Painted Films
Just saw the newly released Speed Racer film. It’s a wonderful example of a painted film.
A painted film is “drawn” with photographs. It is painted, layer by layer, frame by frame not by hand — as a Pixar annimated film would be — but with manipulated photographic images. It is painted by cameras. These movies are the cinematic equivalent of photoshopped films. They are 100% special effects; virtual no frames are left untouched. However the “special effect” in most cases is to create something ordinary, or “realistic.”
In this cool clip from Evil Eye Pictures, one of the artisan digital effects companies which produced Speed Racer, you can see how layers of images are painted up to form the final movie.
It is probably not a coincidence that most of the painted films to date are cinematic graphic novels. I don’t mean films about or based on graphic novels, I mean films that are the visual equivalent of graphic novels.
The Matrix trilogy was among the first to exploit this style of cinematic photo-painting. The famous “bullet time” view was a trick appropriated from Japanese anime by special effects wizard John Gaeta. It contained aspects of both the free-wheeling imagination of drawn images and the found detail of photography.
Sin City, a graphic novel film based on a graphic novel was another example. At initial glance it appeared to be a one-to-one translation from comic book page to photographic film, but the methods and techniques the creators used to make this comic-book film went beyond comics. They were painting with cameras.

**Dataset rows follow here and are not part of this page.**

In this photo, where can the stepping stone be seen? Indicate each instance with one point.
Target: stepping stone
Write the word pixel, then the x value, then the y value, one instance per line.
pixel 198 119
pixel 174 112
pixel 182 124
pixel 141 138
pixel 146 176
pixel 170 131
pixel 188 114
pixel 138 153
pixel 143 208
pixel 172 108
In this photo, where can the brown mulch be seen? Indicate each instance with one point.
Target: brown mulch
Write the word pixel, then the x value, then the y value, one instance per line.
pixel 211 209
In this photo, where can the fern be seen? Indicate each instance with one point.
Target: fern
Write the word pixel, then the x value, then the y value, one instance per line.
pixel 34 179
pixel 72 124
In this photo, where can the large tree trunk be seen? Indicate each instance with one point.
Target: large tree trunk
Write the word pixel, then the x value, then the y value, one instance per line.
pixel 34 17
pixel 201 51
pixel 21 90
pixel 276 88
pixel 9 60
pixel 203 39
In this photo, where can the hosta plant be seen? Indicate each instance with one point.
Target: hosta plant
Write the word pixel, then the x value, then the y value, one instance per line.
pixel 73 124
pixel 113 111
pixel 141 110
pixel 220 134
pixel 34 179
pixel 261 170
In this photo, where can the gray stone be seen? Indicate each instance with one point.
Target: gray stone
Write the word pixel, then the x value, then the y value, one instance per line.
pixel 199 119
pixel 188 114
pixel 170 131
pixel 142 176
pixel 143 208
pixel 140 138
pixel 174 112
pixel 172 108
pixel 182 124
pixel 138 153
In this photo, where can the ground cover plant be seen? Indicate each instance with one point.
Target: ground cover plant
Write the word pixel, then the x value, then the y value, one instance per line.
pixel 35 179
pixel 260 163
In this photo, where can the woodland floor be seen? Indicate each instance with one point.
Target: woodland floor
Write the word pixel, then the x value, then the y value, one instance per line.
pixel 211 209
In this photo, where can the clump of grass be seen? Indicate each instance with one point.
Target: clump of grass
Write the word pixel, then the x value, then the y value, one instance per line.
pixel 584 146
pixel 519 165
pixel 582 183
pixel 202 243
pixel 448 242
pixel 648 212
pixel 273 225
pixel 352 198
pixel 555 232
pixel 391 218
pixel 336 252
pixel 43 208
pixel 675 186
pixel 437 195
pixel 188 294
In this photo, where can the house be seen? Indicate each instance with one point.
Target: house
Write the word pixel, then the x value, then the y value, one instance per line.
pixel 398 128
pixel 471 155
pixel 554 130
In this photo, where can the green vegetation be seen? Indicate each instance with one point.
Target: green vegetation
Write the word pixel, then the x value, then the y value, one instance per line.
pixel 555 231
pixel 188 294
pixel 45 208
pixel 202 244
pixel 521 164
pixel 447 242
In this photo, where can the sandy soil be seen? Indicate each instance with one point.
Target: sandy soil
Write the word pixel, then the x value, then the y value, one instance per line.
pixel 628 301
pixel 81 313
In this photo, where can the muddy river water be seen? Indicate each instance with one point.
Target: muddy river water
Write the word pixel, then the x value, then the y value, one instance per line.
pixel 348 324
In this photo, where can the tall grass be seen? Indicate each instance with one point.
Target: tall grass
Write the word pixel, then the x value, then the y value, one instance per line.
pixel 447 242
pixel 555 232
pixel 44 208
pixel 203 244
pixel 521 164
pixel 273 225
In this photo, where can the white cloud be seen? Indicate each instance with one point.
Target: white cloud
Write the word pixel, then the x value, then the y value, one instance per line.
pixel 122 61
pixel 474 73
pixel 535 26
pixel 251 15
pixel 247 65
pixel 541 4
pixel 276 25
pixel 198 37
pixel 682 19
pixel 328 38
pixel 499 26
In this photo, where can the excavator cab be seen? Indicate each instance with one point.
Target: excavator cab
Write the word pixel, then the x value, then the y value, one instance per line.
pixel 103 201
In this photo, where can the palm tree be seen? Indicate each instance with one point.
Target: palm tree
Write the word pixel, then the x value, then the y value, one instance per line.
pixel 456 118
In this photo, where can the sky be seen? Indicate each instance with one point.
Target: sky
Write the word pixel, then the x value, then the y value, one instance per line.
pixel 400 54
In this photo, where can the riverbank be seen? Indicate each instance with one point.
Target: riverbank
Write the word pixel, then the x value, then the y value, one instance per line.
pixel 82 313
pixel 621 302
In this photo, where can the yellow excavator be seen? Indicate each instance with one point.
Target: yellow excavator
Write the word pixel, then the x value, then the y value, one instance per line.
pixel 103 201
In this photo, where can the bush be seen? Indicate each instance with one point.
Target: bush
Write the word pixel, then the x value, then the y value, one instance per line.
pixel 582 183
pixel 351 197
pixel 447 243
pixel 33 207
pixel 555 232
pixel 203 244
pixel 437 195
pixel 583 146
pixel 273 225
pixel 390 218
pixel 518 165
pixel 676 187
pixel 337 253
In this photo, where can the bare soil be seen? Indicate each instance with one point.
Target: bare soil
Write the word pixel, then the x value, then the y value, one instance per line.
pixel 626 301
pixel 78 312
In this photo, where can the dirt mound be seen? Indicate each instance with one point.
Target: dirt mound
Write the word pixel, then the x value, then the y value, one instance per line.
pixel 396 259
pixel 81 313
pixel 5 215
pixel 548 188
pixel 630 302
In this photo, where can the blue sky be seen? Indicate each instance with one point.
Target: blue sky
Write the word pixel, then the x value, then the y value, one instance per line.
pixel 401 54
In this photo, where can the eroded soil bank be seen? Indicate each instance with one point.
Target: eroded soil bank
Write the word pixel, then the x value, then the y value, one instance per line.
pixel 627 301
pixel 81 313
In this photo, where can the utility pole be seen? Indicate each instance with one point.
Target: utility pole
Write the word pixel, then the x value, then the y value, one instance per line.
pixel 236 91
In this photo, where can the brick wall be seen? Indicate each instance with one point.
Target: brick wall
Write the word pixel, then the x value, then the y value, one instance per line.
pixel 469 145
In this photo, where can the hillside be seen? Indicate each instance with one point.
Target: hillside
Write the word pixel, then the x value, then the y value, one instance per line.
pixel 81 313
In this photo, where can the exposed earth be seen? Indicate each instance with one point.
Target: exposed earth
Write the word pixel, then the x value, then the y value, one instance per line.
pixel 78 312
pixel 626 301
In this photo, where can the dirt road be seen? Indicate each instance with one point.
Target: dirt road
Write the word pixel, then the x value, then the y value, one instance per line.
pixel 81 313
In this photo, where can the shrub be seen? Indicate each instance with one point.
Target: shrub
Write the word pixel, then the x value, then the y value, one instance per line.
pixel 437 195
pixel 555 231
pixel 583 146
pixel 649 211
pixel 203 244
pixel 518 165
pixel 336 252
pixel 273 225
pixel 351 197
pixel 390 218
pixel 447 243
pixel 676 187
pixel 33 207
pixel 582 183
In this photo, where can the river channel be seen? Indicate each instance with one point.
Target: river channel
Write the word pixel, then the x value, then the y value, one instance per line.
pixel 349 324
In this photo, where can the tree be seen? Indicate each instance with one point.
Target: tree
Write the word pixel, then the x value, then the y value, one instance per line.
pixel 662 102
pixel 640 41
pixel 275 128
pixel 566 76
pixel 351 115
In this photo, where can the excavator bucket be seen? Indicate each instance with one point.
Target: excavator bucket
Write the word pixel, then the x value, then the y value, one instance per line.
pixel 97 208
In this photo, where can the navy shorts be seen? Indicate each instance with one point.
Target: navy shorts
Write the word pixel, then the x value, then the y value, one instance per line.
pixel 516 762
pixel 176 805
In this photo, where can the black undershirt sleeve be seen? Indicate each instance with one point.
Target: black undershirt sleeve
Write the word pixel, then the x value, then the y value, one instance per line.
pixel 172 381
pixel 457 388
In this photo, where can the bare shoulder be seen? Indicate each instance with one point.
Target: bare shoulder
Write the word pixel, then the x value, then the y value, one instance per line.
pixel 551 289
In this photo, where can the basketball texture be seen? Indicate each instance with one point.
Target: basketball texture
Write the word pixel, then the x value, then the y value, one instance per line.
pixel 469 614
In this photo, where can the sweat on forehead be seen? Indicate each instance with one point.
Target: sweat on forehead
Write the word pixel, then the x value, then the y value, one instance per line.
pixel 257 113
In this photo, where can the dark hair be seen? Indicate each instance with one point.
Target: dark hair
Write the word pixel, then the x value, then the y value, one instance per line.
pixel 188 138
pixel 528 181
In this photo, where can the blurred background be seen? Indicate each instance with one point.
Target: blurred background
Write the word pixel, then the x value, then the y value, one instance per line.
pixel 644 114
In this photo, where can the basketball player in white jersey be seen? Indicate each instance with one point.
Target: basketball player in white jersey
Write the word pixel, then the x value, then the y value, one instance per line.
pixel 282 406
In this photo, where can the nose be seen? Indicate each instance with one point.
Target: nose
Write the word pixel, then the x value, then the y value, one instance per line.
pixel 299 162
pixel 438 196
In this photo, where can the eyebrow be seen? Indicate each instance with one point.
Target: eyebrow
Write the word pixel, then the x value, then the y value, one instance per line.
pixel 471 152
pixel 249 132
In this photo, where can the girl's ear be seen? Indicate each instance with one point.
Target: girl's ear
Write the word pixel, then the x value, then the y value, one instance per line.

Then there was 300, a film so painterly, it signaled the arrival of something new. I think of 300 as comic-book kabuki. It was so stylized that it had the air of ritual in it. At the same time, it was obviously not photographed. But not drawn either. Yet it was constrained to the flatness of paper or canvas. Rather than try to mimic the realism of real life, it was imitating the realism of a comic book.
Now we have the newest and perhaps best illustration of this emerging genre in Speed Racer. Speed Racer has a weak story and cartoon characters (one tipoff is the pet chimp). TIME called it “aggressively childish” as a compliment. I think of it as “aggressively childlike.” The medium is the message here. Besides its over-the-top poptimistic style, and its new method of making movies, it is pioneering the hybrid vigor of this new genre of painting moving images.